From: olivier Thereaux <ot@w3.org>
Date: Fri, 23 Apr 2004 11:06:57 +0900
To: Pete Prodoehl <pete@rasterweb.net>
Cc: www-validator <www-validator@w3.org>
Message-Id: <E5FBF9EE-94CA-11D8-9809-000393A63FC8@w3.org>

On Apr 22, 2004, at 22:13, Pete Prodoehl wrote:
>  I wrote some code to do whole site validation

Cool. Thanks for doing this and thanks for putting under the GPL.

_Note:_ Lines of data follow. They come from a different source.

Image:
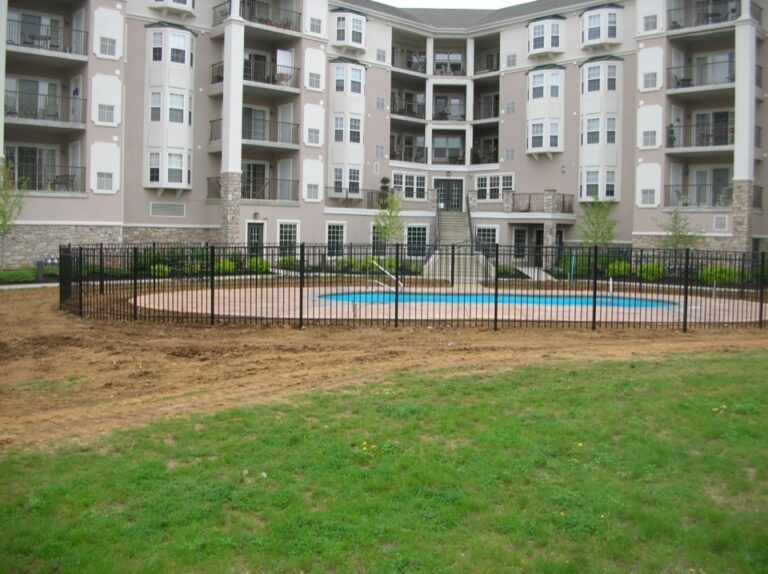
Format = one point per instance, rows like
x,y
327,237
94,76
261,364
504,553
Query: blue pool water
x,y
384,297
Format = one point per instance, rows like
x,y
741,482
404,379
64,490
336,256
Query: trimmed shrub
x,y
22,275
288,262
192,268
651,272
224,267
618,269
258,265
160,270
719,275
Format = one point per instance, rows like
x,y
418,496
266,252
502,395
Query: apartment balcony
x,y
264,134
408,108
50,178
408,154
487,110
35,43
43,111
260,189
354,197
183,8
409,60
261,78
698,197
264,15
498,201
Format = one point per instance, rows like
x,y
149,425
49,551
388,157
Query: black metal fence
x,y
485,285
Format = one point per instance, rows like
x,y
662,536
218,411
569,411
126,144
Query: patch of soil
x,y
63,378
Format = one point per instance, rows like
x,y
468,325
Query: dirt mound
x,y
63,378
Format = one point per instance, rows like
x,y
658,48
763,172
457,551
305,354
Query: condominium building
x,y
277,121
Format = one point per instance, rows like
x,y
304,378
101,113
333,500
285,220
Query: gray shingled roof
x,y
466,18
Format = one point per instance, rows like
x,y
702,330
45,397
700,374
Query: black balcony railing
x,y
451,113
486,63
482,155
271,131
54,38
698,75
337,196
262,73
702,14
406,153
411,60
486,110
267,15
702,134
32,106
409,108
270,189
53,178
698,196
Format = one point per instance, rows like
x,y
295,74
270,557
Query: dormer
x,y
545,37
348,30
601,26
183,8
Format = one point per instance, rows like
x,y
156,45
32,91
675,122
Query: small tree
x,y
597,226
679,234
11,202
388,223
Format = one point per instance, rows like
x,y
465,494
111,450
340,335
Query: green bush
x,y
618,269
651,272
288,262
719,275
22,275
192,268
258,265
224,267
160,270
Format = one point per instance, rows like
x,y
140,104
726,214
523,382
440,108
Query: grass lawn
x,y
557,467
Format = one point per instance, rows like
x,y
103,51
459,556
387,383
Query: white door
x,y
285,131
284,183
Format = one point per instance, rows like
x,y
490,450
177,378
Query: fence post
x,y
594,288
80,278
101,269
135,283
761,291
686,287
397,285
212,276
301,286
496,291
453,264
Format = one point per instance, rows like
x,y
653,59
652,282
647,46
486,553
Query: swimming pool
x,y
388,297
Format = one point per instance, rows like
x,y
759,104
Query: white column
x,y
3,41
232,112
744,128
430,56
470,56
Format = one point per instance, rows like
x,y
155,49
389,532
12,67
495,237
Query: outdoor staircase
x,y
454,228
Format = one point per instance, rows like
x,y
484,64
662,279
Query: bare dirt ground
x,y
65,379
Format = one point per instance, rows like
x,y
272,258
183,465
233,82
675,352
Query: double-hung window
x,y
176,108
338,132
537,86
175,168
356,80
354,130
178,48
593,130
593,78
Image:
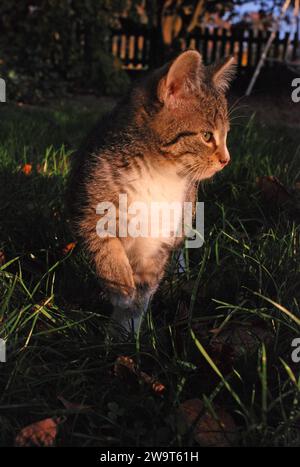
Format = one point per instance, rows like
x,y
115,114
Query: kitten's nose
x,y
224,158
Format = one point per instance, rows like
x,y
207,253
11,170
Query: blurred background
x,y
56,48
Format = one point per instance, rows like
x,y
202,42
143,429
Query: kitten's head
x,y
191,118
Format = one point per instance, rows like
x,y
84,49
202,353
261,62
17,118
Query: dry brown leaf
x,y
42,433
73,406
27,169
273,190
207,430
242,339
125,366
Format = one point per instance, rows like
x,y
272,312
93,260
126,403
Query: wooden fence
x,y
137,49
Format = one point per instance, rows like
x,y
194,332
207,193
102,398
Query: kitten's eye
x,y
207,136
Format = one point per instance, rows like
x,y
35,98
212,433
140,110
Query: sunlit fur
x,y
151,148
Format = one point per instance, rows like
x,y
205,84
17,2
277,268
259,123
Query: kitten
x,y
168,135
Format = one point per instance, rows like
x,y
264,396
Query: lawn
x,y
220,333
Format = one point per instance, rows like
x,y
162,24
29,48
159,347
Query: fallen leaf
x,y
73,406
42,433
208,431
69,247
27,169
242,339
273,190
125,368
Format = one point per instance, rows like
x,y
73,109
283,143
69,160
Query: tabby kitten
x,y
168,135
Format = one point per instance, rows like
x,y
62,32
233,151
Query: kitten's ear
x,y
224,73
182,79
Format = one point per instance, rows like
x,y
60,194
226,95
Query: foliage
x,y
56,46
212,333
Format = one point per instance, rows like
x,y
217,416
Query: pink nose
x,y
224,160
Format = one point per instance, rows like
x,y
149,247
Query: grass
x,y
221,332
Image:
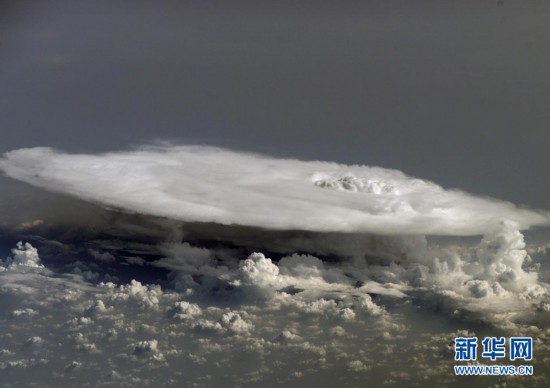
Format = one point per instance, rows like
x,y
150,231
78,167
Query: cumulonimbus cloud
x,y
207,184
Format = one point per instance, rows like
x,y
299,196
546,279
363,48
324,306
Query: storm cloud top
x,y
207,184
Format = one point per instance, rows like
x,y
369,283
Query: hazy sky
x,y
455,92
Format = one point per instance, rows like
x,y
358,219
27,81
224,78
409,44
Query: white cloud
x,y
24,255
206,184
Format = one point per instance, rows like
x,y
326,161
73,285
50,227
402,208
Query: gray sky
x,y
455,92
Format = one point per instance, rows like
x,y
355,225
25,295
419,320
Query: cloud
x,y
206,184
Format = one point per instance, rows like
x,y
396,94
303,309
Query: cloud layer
x,y
205,184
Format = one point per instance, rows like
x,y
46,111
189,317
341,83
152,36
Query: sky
x,y
254,193
453,92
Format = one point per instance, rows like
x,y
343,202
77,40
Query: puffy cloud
x,y
205,184
24,255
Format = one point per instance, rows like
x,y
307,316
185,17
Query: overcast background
x,y
454,92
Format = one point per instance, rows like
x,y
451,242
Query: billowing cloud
x,y
205,184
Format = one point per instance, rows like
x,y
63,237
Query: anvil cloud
x,y
206,184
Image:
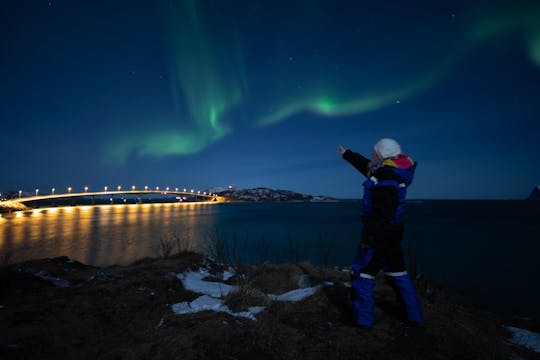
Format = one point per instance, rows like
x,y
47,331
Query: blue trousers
x,y
367,263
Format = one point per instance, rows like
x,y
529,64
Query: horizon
x,y
252,93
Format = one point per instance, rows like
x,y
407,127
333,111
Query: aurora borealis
x,y
259,93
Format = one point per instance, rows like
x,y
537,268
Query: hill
x,y
261,194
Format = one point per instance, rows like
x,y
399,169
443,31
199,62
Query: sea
x,y
485,251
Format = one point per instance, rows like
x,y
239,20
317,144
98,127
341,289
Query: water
x,y
487,249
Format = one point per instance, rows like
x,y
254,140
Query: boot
x,y
363,306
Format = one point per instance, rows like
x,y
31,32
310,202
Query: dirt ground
x,y
125,313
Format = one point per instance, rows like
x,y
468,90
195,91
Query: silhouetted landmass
x,y
266,194
62,309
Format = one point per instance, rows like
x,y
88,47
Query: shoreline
x,y
62,308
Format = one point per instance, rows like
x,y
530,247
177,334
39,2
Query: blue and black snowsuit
x,y
383,204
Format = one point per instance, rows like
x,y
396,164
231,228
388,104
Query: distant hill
x,y
535,194
267,194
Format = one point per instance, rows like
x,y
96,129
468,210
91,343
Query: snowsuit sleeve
x,y
357,160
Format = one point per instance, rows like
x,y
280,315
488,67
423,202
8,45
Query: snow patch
x,y
205,303
227,274
295,295
526,338
193,281
56,281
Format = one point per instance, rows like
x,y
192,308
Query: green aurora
x,y
210,80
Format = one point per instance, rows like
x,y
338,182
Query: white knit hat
x,y
387,148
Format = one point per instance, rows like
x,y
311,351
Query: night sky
x,y
208,93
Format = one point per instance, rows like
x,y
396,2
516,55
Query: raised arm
x,y
358,161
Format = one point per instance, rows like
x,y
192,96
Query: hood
x,y
403,166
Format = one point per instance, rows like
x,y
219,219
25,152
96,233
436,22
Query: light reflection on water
x,y
99,235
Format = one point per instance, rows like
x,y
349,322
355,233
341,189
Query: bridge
x,y
205,196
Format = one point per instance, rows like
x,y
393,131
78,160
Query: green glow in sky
x,y
209,81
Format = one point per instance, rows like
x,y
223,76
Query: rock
x,y
535,194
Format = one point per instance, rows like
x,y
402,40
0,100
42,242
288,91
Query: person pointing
x,y
388,174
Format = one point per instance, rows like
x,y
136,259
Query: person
x,y
388,173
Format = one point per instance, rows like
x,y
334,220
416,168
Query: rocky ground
x,y
62,309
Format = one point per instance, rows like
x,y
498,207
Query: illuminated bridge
x,y
181,195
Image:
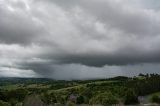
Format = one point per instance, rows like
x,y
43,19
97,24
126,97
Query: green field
x,y
118,91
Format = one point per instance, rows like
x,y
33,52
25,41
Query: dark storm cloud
x,y
46,36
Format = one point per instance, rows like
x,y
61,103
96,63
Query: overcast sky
x,y
79,39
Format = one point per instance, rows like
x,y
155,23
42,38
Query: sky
x,y
79,39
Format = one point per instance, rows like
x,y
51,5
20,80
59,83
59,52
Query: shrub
x,y
104,99
2,103
155,99
131,97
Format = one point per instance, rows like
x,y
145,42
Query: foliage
x,y
131,97
104,99
2,103
155,99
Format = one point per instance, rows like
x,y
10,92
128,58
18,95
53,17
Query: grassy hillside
x,y
103,92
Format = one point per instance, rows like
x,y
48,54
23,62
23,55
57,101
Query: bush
x,y
80,100
2,103
104,99
155,99
131,97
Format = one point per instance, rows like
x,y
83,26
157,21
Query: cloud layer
x,y
79,39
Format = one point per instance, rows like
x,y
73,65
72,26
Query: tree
x,y
105,99
131,97
155,99
2,103
80,99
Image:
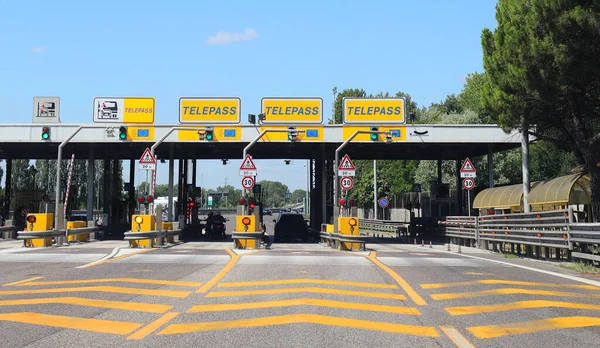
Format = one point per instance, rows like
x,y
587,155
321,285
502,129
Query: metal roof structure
x,y
419,142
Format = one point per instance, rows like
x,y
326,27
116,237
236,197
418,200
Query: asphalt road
x,y
295,295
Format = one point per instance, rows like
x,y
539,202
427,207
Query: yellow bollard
x,y
246,223
142,223
39,222
168,226
349,226
80,237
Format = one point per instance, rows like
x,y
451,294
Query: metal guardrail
x,y
396,228
547,229
336,240
159,235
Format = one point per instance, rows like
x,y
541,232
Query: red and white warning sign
x,y
248,168
147,161
468,170
346,167
347,183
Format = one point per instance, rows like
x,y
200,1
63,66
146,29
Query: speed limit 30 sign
x,y
468,183
248,182
347,183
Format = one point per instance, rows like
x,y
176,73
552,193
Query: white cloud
x,y
224,37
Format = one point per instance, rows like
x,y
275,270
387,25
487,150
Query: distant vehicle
x,y
290,226
108,109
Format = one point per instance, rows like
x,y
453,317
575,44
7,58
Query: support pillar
x,y
171,210
8,189
105,187
317,210
525,168
90,186
490,167
132,199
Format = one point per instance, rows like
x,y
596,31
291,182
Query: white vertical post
x,y
374,189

> If anyone finds it useful, or has suggestions, please let me know.

Hmm, instead of:
[[
	# we implement screen scraping, which is just wrong, wrong, wrong...
	# this is likely to break in the future if the validator changes it's  
output...
	
	$content =~ s/^(.*?)Source\sListing.*/$1/s;
	
	my $result;
	
	if ($content =~ /This\sPage\sIs\sValid/s) {
		$result = 'OK';
		$okct++;
	}
]]

You could try what the Log Validator is doing, i.e use LWP::UserAgent  
to do a HEAD and have it check our specific HTTP headers with code  
like:
[[
			$self->valid($response->header('X-W3C-Validator-Status'));
			$self->valid_err_num($response->header('X-W3C-Validator-Errors'));
]]
More at:
http://dev.w3.org/cvsweb/perl/modules/W3C/LogValidator/lib/W3C/ 
LogValidator/HTMLValidator.pm

Note that X-W3C-Validator-Status and X-W3C-Validator-Errors aren't  
officially documented, but they're most likely to stay.

-- 
olivier

Received on Thursday, 22 April 2004 22:07:53 UTC